Dr. Bratton’s “aha” moment occurred when she saw how pioglitazone reduced inflammation in several animal models of inflammation, and she wondered if this same medication could also reduce inflammation in patients with CGD.
“We know a lot about neutrophils and oxidants and how that helps in host defense, but what was really intriguing to me is what white cells in CGD were doing in terms of worsening inflammation,” she said.
One of the things she started thinking was about the way that phagocytes (neutrophils, monocytes, and macrophages) react in normal vs. CGD circumstances.
“We first looked at clearing of dead cells, and for patients with CGD, cell clearance doesn’t happen properly,” said Dr. Bratton. “This is what can lead to inflammation and granulomas.”
In her research, she found that pioglitazone could enhance macrophages, which suppress inflammation and increase their ability to clear dying and activated inflammatory cells such as neutrophils.
“Pioglitazone activates a protein called PPAR gamma, and in some macrophages, it is clearly the boss,” said Dr. Bratton. “It is anti-inflammatory, and it allows them to resolve, clear, and restore the tissues. Without pioglitazone, PPAR gamma isn’t activated properly in CGD phagocytes.”
At this time, pioglitazone is approved only for type 2 diabetes. However, the research community is now looking into the broad applications of the medication, and PPAR gamma agonists are on trial in a number of inflammatory diseases.
To test her hypothesis on whether a drug approved for diabetes control could help with infections in CGD, Dr. Bratton ran two research models involving mice with CGD mutations that were inflamed and infected with pathogens that are difficult to treat in patients with CGD.
Bratton and her colleagues found that pioglitazone did indeed boost the production of oxidants in white blood cells by about 30 percent in a mouse model of CGD and in white blood cells from patients with CGD. They also found that pioglitazone enhanced the ability of the cells from the CGD mouse model to kill Staphylococcus aureus and Burkholderia cepacia.
In addition, she and her team determined that the additional oxidants come not directly from NADPH oxidase, which is not functional in patients with CGD, but from mitochondria, the energy-producing organelles within the white blood cells.
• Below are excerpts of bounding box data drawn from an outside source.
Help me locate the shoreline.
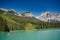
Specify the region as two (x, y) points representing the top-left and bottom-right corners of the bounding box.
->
(0, 28), (60, 32)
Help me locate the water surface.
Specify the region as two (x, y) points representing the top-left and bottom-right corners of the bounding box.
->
(0, 29), (60, 40)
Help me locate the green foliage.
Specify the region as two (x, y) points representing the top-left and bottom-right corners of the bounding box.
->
(0, 12), (60, 31)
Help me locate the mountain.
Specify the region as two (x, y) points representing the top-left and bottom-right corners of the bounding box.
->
(0, 9), (60, 31)
(23, 12), (33, 17)
(8, 9), (22, 16)
(39, 12), (60, 22)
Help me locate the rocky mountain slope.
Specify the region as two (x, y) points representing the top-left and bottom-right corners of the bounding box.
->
(39, 12), (60, 22)
(0, 9), (60, 31)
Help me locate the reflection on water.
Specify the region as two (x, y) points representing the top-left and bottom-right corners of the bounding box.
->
(0, 29), (60, 40)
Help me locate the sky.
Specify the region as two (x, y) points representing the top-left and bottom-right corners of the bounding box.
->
(0, 0), (60, 16)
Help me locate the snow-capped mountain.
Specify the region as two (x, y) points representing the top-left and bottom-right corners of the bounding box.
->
(8, 9), (22, 16)
(0, 8), (8, 12)
(23, 12), (33, 17)
(39, 12), (60, 22)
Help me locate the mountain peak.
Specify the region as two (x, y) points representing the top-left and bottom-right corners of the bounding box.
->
(0, 8), (8, 12)
(39, 12), (60, 22)
(23, 12), (33, 17)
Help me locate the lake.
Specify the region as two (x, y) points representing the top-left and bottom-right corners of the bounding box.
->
(0, 29), (60, 40)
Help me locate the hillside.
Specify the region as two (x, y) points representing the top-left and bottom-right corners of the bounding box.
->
(0, 10), (60, 31)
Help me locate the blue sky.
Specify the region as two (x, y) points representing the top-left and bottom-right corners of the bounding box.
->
(0, 0), (60, 16)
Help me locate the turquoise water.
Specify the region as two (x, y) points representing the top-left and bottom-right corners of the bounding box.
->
(0, 29), (60, 40)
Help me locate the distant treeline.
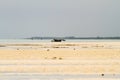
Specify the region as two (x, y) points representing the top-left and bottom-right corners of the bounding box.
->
(25, 36), (120, 40)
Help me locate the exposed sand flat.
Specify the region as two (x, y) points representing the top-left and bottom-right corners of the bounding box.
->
(0, 41), (120, 75)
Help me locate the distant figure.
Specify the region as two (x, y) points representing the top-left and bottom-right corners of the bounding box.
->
(51, 39), (65, 42)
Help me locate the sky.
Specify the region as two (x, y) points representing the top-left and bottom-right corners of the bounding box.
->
(0, 0), (120, 38)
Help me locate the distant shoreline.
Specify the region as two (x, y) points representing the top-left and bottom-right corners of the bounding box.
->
(24, 37), (120, 40)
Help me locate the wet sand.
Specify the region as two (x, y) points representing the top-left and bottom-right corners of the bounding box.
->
(0, 41), (120, 80)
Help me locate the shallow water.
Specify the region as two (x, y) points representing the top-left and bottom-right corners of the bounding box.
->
(0, 73), (120, 80)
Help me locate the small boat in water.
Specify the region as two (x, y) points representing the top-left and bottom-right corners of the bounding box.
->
(51, 39), (65, 42)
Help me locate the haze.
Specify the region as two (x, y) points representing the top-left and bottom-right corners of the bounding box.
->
(0, 0), (120, 38)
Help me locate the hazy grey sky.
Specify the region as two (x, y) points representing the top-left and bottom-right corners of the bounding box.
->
(0, 0), (120, 38)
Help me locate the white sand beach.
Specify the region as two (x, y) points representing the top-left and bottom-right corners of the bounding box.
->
(0, 41), (120, 80)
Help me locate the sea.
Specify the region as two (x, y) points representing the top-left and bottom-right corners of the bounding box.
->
(0, 39), (120, 80)
(0, 39), (120, 43)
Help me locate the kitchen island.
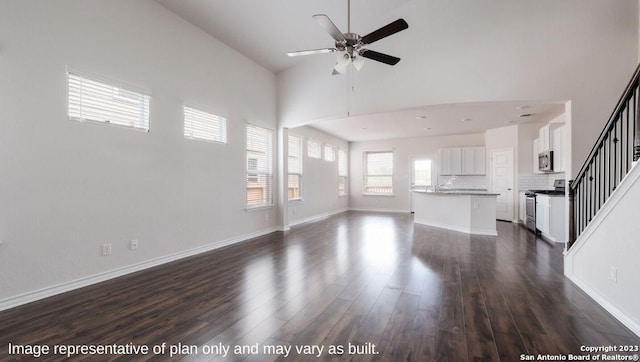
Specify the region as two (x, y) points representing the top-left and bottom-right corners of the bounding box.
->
(413, 190), (498, 236)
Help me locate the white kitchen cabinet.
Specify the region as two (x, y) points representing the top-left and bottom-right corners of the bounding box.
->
(438, 147), (486, 175)
(462, 147), (486, 175)
(438, 148), (451, 175)
(549, 195), (566, 243)
(551, 126), (565, 172)
(518, 191), (527, 224)
(451, 148), (462, 175)
(532, 138), (544, 173)
(536, 195), (550, 238)
(536, 194), (566, 243)
(538, 125), (551, 153)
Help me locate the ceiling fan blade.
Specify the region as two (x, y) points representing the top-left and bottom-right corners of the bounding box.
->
(360, 49), (400, 65)
(313, 14), (347, 42)
(362, 19), (409, 44)
(287, 48), (337, 57)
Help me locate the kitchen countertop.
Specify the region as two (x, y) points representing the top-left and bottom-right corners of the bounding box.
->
(413, 189), (500, 196)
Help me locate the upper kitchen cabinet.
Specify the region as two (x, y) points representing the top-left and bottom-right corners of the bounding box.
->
(533, 123), (565, 173)
(438, 147), (486, 176)
(538, 123), (562, 153)
(551, 126), (565, 172)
In terms of the next steps, Bratton is working with Dr. Steven Holland of the NIH to secure funding for a human trial, and she hopes to begin working on this new phase of research in 2016.
“We must see if this has a human application,” said Dr. Bratton. “The cure for CGD is to restore the NADPH oxidase; while we are waiting to get there, we may be able to do some interesting things with this treatment strategy to help with inflammation and infection in CGD, and it deserves to be studied as an option.”